In the midst of a union decertification campaign, a union supporter made anonymous, vulgar statements about the employer. On a union newsletter, he wrote “Dear Pussies, Please Read.” On another union newsletter, he wrote “Hey cat food lovers, how’s your income doing?” And on a third newsletter, he wrote “Warehouse workers, RIP.” After receiving complaints from several female employees, his employer learned through an investigation that one male employee had written all of those anonymous comments — in fact, he ultimately admitted doing so. He was fired and he challenged his termination with the NLRB, claiming that he was fired for engaging in protected, concerted activity.
The Board found that these vulgar and potentially threatening statements were not “so egregious” as to lose protection under the National Labor Relations Act. In reaching that conclusion, the Board focused on three factors: (1) the writings were made in a work area; (2) they were made during a union campaign; and (3) on one prior occasion, an employee had affixed a sticker to a piece of equipment that said “Don’t be a dick.” It ordered the employee reinstated with backpay.
The Board acknowledged that the comments were “vulgar” and “demeaning to women,” but apparently gave no weight to that, finding instead that it was “part of the res gestae [the sequence of events] of otherwise protected activity.” Implicitly, the Board ignored precedent from federal appellate courts chiding it for similar rulings that were found to be “preposterous” and not “reasonably defensible.”

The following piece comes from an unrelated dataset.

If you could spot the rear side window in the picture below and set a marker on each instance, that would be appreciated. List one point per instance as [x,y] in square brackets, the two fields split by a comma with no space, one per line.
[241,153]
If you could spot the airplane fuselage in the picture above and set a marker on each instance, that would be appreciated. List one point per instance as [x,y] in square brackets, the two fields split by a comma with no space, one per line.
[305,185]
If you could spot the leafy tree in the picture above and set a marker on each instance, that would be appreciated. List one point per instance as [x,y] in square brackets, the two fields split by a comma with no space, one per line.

This decision, while likely to be reversed by an appellate court, is notable because it seemingly puts employers in a “Catch 22” upon receiving complaints about offensive or harassing conduct during an organizing campaign. Ordinarily, the law would encourage employers to conduct an investigation and discipline those responsible for such conduct, but this decision cautions against that common sense conclusion.